Re: [PATCH 1/4] remoteproc: re-check state in rproc_trigger_recovery()

Mathieu Poirier <mathieu.poirier@xxxxxxxxxx> · Mon, 9 Mar 2020 14:56:33 -0600

On Fri, Feb 28, 2020 at 12:33:56PM -0600, Alex Elder wrote:
> Two places call rproc_trigger_recovery():
>   - rproc_crash_handler_work() sets rproc->state to CRASHED under
>     protection of the mutex, then calls it if recovery is not
>     disabled.  This function is called in workqueue context when
>     scheduled in rproc_report_crash().
>   - rproc_recovery_write() calls it in two spots, both of which
>     the only call it if the rproc->state is CRASHED.
> 
> The mutex is taken right away in rproc_trigger_recovery().  However,
> by the time the mutex is acquired, something else might have changed
> rproc->state to something other than CRASHED.

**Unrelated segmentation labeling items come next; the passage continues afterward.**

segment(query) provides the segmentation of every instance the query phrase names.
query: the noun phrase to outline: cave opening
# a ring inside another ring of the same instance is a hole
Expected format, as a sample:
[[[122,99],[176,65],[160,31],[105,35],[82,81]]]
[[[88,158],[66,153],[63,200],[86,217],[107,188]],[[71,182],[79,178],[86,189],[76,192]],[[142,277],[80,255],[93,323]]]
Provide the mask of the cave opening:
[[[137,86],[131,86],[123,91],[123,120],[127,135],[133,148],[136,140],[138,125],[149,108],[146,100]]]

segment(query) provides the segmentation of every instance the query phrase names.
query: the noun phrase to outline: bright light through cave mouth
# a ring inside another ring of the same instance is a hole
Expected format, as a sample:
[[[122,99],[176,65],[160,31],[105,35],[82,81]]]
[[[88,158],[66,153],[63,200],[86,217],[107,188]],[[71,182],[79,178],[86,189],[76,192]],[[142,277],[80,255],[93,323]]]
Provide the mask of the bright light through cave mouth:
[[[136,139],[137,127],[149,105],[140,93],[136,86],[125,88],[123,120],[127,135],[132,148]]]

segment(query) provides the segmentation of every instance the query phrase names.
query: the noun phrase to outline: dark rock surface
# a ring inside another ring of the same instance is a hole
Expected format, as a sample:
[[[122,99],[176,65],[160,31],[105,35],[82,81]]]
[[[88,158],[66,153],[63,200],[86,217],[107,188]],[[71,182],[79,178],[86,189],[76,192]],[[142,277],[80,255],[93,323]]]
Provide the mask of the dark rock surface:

I'm interested in the "something might have changed" part.  The only thing I can
see is if rproc_trigger_recovery() has been called from debugfs between the time
the mutex is released but just before rproc_trigger_recovery() is called in
rproc_crash_handler_work().  In this case we would be done twice, something your
patch prevents.  Have you found other scenarios?

Thanks,
Mathieu

> 
> The work that follows that is only appropriate for a remoteproc in
> CRASHED state.  So check the state after acquiring the mutex, and
> only proceed with the recovery work if the remoteproc is still in
> CRASHED state.
> 
> Delay reporting that recovering has begun until after we hold the
> mutex and we know the remote processor is in CRASHED state.
> 
> Signed-off-by: Alex Elder <elder@xxxxxxxxxx>
> ---
>  drivers/remoteproc/remoteproc_core.c | 12 ++++++++----
>  1 file changed, 8 insertions(+), 4 deletions(-)
> 
> diff --git a/drivers/remoteproc/remoteproc_core.c b/drivers/remoteproc/remoteproc_core.c
> index 097f33e4f1f3..d327cb31d5c8 100644
> --- a/drivers/remoteproc/remoteproc_core.c
> +++ b/drivers/remoteproc/remoteproc_core.c
> @@ -1653,12 +1653,16 @@ int rproc_trigger_recovery(struct rproc *rproc)
>  	struct device *dev = &rproc->dev;
>  	int ret;
>  
> +	ret = mutex_lock_interruptible(&rproc->lock);
> +	if (ret)
> +		return ret;
> +
> +	/* State could have changed before we got the mutex */
> +	if (rproc->state != RPROC_CRASHED)
> +		goto unlock_mutex;
> +
>  	dev_err(dev, "recovering %s\n", rproc->name);
>  
> -	ret = mutex_lock_interruptible(&rproc->lock);
> -	if (ret)
> -		return ret;
> -
>  	ret = rproc_stop(rproc, true);
>  	if (ret)
>  		goto unlock_mutex;
> -- 
> 2.20.1
>